WARNING! No special care is taken about race conditions, so the user has to ensure that the outputs of algorithms are not accessed simultaneously.
Matlab, on the other hand, doesn’t support executing external libraries in multithreaded environments, so the only option is much less lightweight process-based concurrent execution. The simplest approach is to just start several copies of Matlab in batch mode.
Masks
Various reconstruction algorithms support projection data and reconstruction volume masks. These behave as follows.
The projection data elements corresponding to locations with SinogramMask value 0.0 will be ignored during the reconstruction. Similarly, the reconstruction data elements corresponding to locations with ReconstructionMask value 0.0 will be ignored during the reconstruction, and their values will be preserved. (Mostly, see note on constraints below.)
The algorithm will behave as if the rows and columns corresponding to the masked voxels and projection data elements have been removed from the projection matrix entirely. In other words, it will iteratively try to match the projection of the non-masked voxels to the non-masked projection data elements.

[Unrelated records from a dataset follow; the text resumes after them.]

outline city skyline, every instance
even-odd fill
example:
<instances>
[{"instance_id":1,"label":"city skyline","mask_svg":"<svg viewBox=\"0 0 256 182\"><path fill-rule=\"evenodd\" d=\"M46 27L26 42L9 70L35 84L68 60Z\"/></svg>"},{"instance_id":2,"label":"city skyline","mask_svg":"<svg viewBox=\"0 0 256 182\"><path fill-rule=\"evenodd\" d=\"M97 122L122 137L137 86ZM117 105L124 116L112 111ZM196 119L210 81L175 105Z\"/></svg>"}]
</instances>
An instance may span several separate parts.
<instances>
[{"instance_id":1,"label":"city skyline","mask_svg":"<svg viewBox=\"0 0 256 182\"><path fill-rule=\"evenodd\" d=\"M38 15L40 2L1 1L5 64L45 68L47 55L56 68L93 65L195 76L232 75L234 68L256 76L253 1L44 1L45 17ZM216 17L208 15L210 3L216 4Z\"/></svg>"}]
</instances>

NB: MinConstraint/MaxConstraint will affect even masked voxels.
astra_struct
cfg = astra.astra_dict('NAME')
cfg = astra_struct('NAME');
This is the basic script to create a configuration struct for many astra objects. The returned struct is usually filled with more options after creating it, and then passed to astra functions such as
id = astra.algorithm.create(cfg)
id = astra.projector.create(cfg)
id = astra_mex_algorithm('create', cfg);
id = astra_mex_projector('create', cfg);
The most common usage is for creating algorithm configuration structs. See the pages on [2D CPU Algorithms], [2D GPU Algorithms], [3D GPU Algorithms] for available algorithms, and the pages for the individual algorithms for the options they support.
astra_mex_matrix
astra_mex_matrix is used to manage sparse matrices. These can be created by the ASTRA toolbox itself to obtain explicit weight matrices (see [astra_mex_projector]), or you can create them yourself for use with the sparse_matrix projection geometry.
It is a wrapper around the MEX file astra_mex_matrix_c.
astra_mex_matrix contains the following commands:
create
get
get_size
store
delete
clear
info
create
id = astra.matrix.create(S)
id = astra_mex_matrix('create', S);
Create an ASTRA sparse matrix object from a Python sparse matrix of type scipy.sparse.csr_matrix or a Matlab sparse matrix.
S = astra.matrix.get(id)
S = astra_mex_matrix('get', id);
Return an ASTRA sparse matrix object as a Python sparse matrix of type scipy.sparse.csr_matrix or a Matlab sparse matrix.
get_size
s = astra.matrix.get_size(id)
s = astra_mex_matrix('get_size', id);
Get the size (rows,columns) of the sparse matrix object.
store
astra.matrix.store(id, S)
astra_mex_matrix('store', id, S);
Store a new Python or Matlab sparse matrix in an ASTRA sparse matrix object.
NB: This does not re-allocate memory: the number of rows and non-zero entries may not be larger than they were when the object was first created.
delete
astra.matrix.delete(id)
astra.matrix.delete([id1, id2, ...])
astra_mex_matrix('delete', id)
Free a single sparse matrix.
clear
astra.matrix.clear()
astra_mex_matrix('clear')
Free all sparse matrices.
info
astra.matrix.info()
astra_mex_matrix('info')
Print basic information about all allocated sparse matrix objects.